Tuesday, July 7, 2009

When something is missing

For the last two weeks something has been missing from my life.  There have been moments when I’ve been way too busy, and having way too much fun, for me to consciously been thinking about “it”, yet always felt the absence.  Everything is colored by the lack of “it’s” spark.  Each day I’m away from that spark my heart feels a little heavier.  The loss starts the moment we separate, and I’m not whole again until my eyes first set sight on “it” again.  I’ve grown accustomed to week long separations.  That doesn’t change how the separation weighs on me, just that I cope with it.  When the separations are longer, others can detect “it’s” impact on my mood.
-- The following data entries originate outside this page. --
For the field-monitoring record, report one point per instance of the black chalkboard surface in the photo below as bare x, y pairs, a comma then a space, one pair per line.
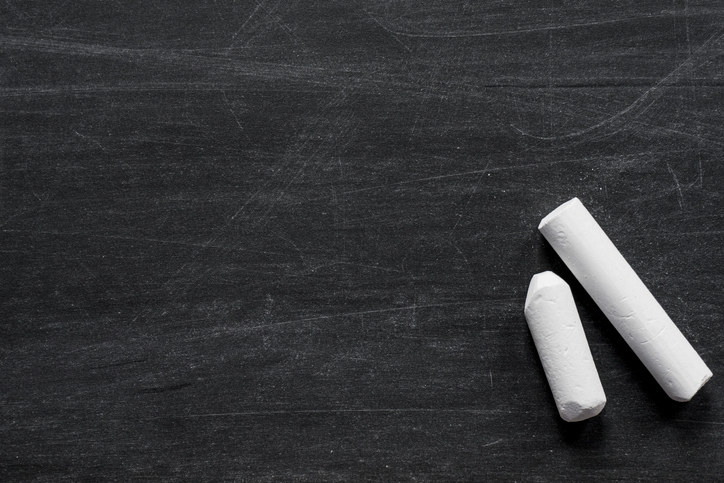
284, 240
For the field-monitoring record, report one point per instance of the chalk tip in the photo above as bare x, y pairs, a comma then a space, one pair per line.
575, 411
686, 396
557, 212
541, 281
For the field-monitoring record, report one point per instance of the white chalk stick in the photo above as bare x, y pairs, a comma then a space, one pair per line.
561, 343
623, 297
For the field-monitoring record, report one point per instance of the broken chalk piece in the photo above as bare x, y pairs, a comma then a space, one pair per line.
623, 297
561, 343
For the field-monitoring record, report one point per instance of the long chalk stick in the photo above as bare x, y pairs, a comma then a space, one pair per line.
623, 297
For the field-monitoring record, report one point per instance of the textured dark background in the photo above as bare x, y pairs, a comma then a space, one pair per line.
292, 239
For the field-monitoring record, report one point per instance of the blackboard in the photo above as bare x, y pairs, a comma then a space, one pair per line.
285, 240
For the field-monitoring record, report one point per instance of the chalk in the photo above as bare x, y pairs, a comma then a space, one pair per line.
562, 347
623, 297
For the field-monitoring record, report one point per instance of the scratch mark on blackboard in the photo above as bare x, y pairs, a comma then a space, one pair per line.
392, 34
475, 191
644, 101
334, 411
245, 22
678, 186
546, 28
363, 312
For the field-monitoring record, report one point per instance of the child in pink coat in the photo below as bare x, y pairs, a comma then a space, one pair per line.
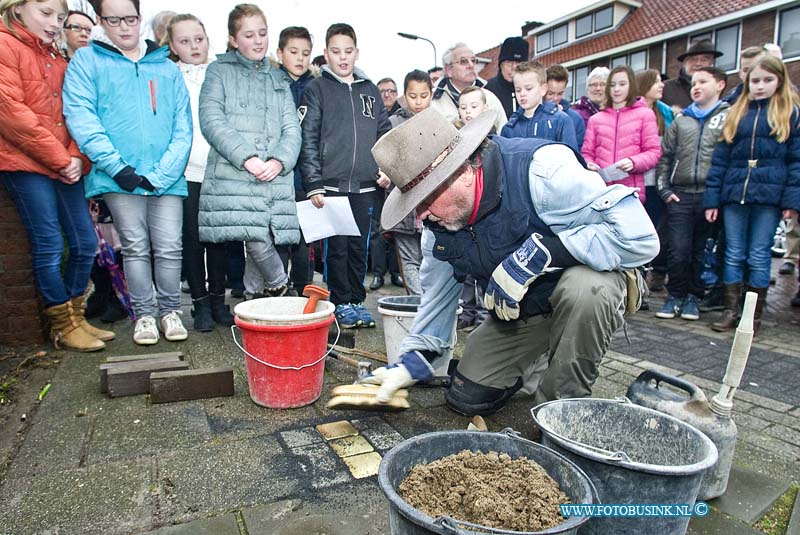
624, 134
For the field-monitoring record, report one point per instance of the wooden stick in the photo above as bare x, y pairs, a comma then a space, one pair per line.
361, 353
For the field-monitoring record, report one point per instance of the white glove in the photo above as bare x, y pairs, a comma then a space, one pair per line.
411, 367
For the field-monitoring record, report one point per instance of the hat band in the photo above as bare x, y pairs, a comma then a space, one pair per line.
428, 170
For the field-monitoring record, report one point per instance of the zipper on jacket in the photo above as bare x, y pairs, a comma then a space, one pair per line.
697, 152
751, 163
355, 138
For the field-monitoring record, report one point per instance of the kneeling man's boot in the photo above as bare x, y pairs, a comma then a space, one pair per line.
730, 316
470, 398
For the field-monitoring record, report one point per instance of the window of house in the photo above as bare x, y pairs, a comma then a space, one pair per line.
789, 32
726, 40
638, 60
542, 41
583, 26
560, 35
579, 77
604, 19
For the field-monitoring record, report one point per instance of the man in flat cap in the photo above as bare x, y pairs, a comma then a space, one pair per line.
548, 240
677, 91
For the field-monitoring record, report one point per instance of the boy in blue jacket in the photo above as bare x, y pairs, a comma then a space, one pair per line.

Of course “it” is my lover (to whom I apologize for referring to with such a pronoun).  Her presence in my life is a blessing beyond what I can describe, and her contribution to my happiness is priceless.  I am a very happy and lucky man.

Steve McNair

I hesitate to write about the Steve McNair case, since the facts aren’t all in.  But it looks like his mistress murdered him then committed suicide.  Ok, as a man with a mistress I’m fascinated by stories like this.  Partially for the “there but for the grace of god go I” aspect, and also because it highlights what seems like DOs and DON’Ts if you are going to have a mistress.

There are at least two scenarios in the Steve McNair / Sahel Kazemi case that I’m wondering about.  The first is that McNair really was estranged from his wife and was dating Kazemi in a traditional sense.  Perhaps he announced his intent to try to reconcile with his wife and Kazemi snapped.  That isn’t really a “mistress” kind of relationship, so I’ll ignore it for now.  The other is that McNair lied to Kazemi and lead her on about his intent.  There are two problems there.  One is that you shouldn’t lie to your mistress.  The second is that you should have a mistress who really wants to be a mistress, not someone whose goal is to displace your wife!
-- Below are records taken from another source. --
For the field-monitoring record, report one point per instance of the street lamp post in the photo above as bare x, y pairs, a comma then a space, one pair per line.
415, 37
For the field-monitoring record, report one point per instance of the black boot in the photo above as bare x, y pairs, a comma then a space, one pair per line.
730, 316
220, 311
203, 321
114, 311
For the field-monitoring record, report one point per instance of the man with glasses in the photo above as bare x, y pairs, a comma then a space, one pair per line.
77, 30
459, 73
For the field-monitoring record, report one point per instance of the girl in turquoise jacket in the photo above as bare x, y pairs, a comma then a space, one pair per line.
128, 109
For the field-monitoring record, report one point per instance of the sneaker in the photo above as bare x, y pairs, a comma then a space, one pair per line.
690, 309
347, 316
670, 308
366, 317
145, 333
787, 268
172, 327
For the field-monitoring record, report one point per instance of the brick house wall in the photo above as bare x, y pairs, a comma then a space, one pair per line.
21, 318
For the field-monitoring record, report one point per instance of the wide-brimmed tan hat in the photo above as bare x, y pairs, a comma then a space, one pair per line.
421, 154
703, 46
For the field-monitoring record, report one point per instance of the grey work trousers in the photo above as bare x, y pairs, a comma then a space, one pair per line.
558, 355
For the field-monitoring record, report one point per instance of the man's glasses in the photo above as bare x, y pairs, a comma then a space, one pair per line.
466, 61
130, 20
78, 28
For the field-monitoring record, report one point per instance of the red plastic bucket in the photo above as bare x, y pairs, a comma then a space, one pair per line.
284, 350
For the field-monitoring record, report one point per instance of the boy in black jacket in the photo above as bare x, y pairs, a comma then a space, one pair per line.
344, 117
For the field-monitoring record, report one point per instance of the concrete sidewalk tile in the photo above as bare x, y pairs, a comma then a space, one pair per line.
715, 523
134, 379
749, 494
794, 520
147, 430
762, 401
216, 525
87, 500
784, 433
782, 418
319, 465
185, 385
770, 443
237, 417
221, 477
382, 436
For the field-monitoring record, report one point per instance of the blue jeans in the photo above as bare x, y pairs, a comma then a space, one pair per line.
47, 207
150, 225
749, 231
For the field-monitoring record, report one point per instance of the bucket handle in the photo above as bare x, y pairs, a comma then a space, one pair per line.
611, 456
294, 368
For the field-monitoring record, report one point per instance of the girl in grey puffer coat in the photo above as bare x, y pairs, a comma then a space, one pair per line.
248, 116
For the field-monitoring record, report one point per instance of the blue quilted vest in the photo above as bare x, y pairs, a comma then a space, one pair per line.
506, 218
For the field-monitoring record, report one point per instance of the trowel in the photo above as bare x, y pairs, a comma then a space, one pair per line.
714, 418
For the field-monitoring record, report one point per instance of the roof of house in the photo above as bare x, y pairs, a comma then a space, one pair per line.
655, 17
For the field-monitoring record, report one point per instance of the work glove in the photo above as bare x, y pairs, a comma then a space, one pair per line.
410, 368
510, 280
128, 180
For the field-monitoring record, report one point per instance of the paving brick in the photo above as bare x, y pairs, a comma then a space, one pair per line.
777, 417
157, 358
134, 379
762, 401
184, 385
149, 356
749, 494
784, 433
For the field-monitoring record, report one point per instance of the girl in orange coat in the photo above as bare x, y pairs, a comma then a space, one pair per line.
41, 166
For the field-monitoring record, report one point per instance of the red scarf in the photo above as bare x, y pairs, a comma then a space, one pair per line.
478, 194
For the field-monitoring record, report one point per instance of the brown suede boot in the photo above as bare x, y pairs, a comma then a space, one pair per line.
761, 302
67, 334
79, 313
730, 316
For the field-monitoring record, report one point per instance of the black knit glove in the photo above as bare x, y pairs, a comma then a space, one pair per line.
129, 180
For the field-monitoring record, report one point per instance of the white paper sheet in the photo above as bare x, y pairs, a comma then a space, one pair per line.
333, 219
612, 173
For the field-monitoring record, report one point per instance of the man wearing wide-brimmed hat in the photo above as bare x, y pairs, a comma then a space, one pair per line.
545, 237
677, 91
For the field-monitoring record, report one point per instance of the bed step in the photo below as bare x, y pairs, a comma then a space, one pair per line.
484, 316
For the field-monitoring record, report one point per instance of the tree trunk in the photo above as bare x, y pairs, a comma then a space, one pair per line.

The “shouldn’t lie” is really quite simple.  As a shadowy, outside your public life, deep intimate relationship your mistress serves as the one person you can share your secrets with.  You can tell her things you can’t share with your wife, friends, business associates, etc.  Having this outlet, and its associated bond, is one of the joys of having a mistress.  But for that to work you have to trust her.  Because a mistress holds in her hands the power to destroy you.  Perhaps simply by revealing your relationship, but more devastatingly by revealing your secrets.  So the reality is that you want to establish and maintain a very trusting relationship with your mistress.  You already start out with a bit of a handicap, since obviously you are willing to lie to your wife so why should your mistress trust you?  That’s a tough one, and honestly a topic I agonized over (and still do) .  I hate lying to my wife, and it bothers me even more that I demonstrate to my lover that I’m capable of such deception.  But that is the nature of the beast!

Which brings me to the second point.  You really want a mistress who wants to be a mistress!   If that’s a role they seek, then you don’t have to lie about your intent.  And they fully understand and accept the need for you to lie to your wife, even if lying isn’t in your nature.  And, even if you do fall in love with each other, it doesn’t have to threaten your marriage.  Or your life.  Finding a mistress who really wants to be a mistress (rather than your girlfriend or wife) and what that really means is a topic I want to write about.  But not today.